2. Check Your Credit Score – Obtain your score from CTOS or CCRIS. A good score improves approval chances and interest rates. If needed, improve it over six months before applying.
3. Prepare Documents – Banks require:
- IC (Identity Card)
- Proof of Income (salary slips or tax forms)
- Bank Statements (past 3–6 months)
4. Apply Online or In-Branch – Online applications via bank websites or comparison platforms (e.g., CompareHero.my) take as little as 10–15 minutes. In-person applications allow for direct assistance.

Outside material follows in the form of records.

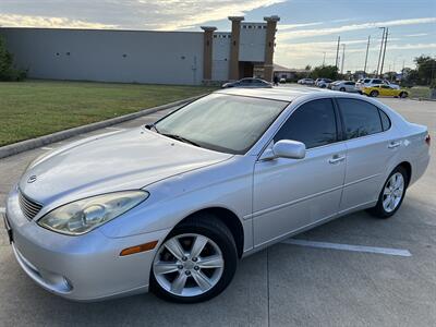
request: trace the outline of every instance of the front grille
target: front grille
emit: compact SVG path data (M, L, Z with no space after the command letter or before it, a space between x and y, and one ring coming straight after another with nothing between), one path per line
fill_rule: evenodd
M28 198L21 191L19 193L19 201L20 201L20 207L21 207L24 216L26 216L27 219L29 219L29 220L34 219L35 216L38 215L38 213L43 208L43 205Z

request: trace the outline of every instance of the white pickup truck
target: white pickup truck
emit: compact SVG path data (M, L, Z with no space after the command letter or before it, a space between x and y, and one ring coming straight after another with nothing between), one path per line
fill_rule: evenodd
M390 83L387 80L382 80L382 78L363 78L363 80L359 80L358 83L355 83L355 87L358 89L362 89L363 87L380 85L380 84L386 84L386 85L389 85L392 88L400 89L400 86L398 84L393 84L393 83Z

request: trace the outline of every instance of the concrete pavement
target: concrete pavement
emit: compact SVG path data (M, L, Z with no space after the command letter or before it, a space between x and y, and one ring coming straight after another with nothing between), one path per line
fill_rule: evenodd
M410 121L429 126L434 155L436 102L382 101ZM164 113L113 128L141 125ZM0 160L0 207L28 162L45 152L35 149ZM221 295L195 305L166 303L153 294L100 303L65 301L25 276L0 231L0 326L433 326L435 184L433 160L391 219L379 220L361 211L298 235L311 241L402 249L410 251L410 257L277 244L242 261L234 281Z

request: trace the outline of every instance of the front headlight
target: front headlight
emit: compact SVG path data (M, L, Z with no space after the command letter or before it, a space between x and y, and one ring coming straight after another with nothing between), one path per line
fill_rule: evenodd
M145 191L124 191L80 199L48 213L38 225L59 233L81 235L132 209L148 195Z

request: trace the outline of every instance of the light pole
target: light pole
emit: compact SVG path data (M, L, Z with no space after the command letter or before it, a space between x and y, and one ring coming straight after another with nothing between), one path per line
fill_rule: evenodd
M336 69L339 70L339 45L340 45L340 36L338 36L338 46L336 47Z
M364 72L364 74L365 74L365 77L366 77L367 53L368 53L368 51L370 51L370 40L371 40L371 35L368 35L368 43L367 43L367 45L366 45L366 55L365 55L365 65L364 65L364 68L363 68L363 72Z
M386 55L386 44L388 43L389 27L386 27L385 33L385 49L383 50L382 65L380 65L380 75L383 74L383 65L385 63L385 55Z
M346 45L342 45L342 64L341 64L341 74L343 74L343 63L346 61Z
M382 51L383 51L383 43L384 43L384 40L385 40L385 31L386 31L386 27L378 27L378 28L383 29L383 35L382 35L380 52L378 53L377 77L378 77L378 72L379 72L379 68L380 68L380 59L382 59Z

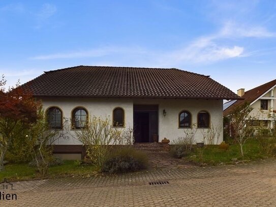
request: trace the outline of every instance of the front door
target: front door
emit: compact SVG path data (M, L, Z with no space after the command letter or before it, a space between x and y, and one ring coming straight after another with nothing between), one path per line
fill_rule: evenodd
M134 106L134 134L135 142L152 142L158 136L158 106Z

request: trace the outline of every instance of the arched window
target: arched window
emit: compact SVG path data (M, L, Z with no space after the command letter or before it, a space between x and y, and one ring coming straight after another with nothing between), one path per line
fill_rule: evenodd
M113 110L113 126L125 126L125 111L121 108L115 108Z
M51 129L63 128L63 112L58 108L56 107L49 108L47 110L47 120Z
M197 114L197 127L208 128L210 127L210 114L207 111L201 111Z
M192 126L192 116L187 111L182 111L178 117L178 127L179 128L190 128Z
M87 122L87 111L85 108L76 108L72 112L72 127L81 129L85 128Z

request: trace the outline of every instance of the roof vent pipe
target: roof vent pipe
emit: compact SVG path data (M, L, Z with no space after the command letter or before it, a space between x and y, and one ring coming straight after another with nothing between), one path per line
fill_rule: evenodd
M244 95L244 88L240 88L238 90L237 95L240 97L241 97Z

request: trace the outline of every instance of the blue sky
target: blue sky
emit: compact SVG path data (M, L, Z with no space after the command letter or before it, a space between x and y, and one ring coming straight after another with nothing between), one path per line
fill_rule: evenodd
M275 22L275 1L0 0L0 73L177 68L247 90L276 79Z

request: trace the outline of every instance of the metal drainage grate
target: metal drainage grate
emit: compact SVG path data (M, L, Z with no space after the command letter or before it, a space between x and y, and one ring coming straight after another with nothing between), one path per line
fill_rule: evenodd
M148 183L150 186L160 185L168 185L169 184L168 181L154 181Z

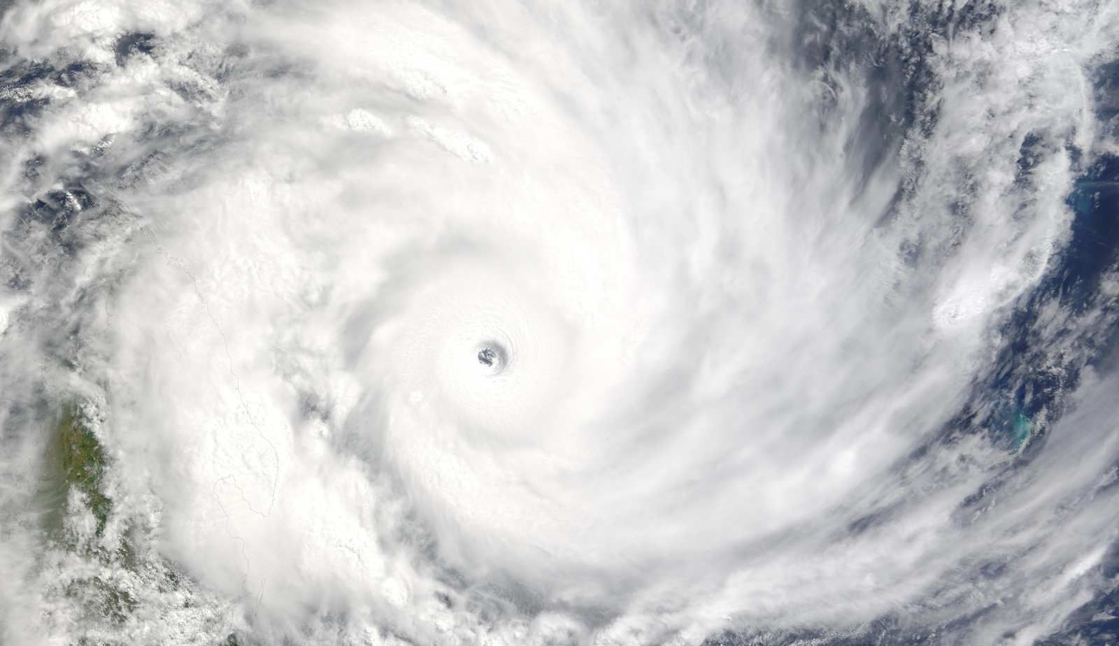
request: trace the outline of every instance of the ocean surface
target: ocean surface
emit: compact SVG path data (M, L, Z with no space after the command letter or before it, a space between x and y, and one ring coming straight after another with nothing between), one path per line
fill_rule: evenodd
M0 645L1119 643L1119 4L0 2Z

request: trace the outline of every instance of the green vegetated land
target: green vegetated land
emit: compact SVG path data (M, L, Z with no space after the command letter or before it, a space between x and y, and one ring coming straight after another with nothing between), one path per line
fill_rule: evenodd
M113 510L113 501L103 491L107 471L105 449L74 405L63 407L54 440L51 457L64 488L74 487L85 497L86 506L97 521L96 535L100 536Z
M105 550L96 541L81 540L66 526L66 517L88 511L93 514L94 539L100 540L113 512L113 501L105 495L105 477L110 463L105 447L97 439L88 418L75 403L65 403L51 429L39 486L39 503L44 509L44 531L51 542L64 550L93 558L102 564L134 567L132 548L122 540L115 549ZM84 509L72 509L69 492L81 494ZM121 624L135 608L132 595L117 582L100 576L62 582L62 590L77 600L90 619ZM81 640L79 640L81 643Z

5. Wait for Approval – Processing takes 1–2 weeks. If rejected, check your credit score and income eligibility. For those earning RM36,000 or less per year, the credit limit is capped at twice the monthly income.
Related Posts:
- FPX Malaysia: A Simple & Secure Way to Pay Online
- What is DuitNow Malaysia: All You Need to Know
- Simple Guide to JomPAY Malaysia
- How to Easily Check Your Income Tax Number in Malaysia
Final Thoughts: Smart Credit Card Use in Malaysia
A credit card can be your best friend or worst enemy. The key is discipline:
- Always pay your full balance before the due date.
- Avoid withdrawing cash from your credit card.
- Don’t overspend just because you can.
Now that you know how credit cards work in Malaysia, you’re in a better position to make informed financial decisions.
Use them wisely, and they can be a powerful tool to enhance your financial life!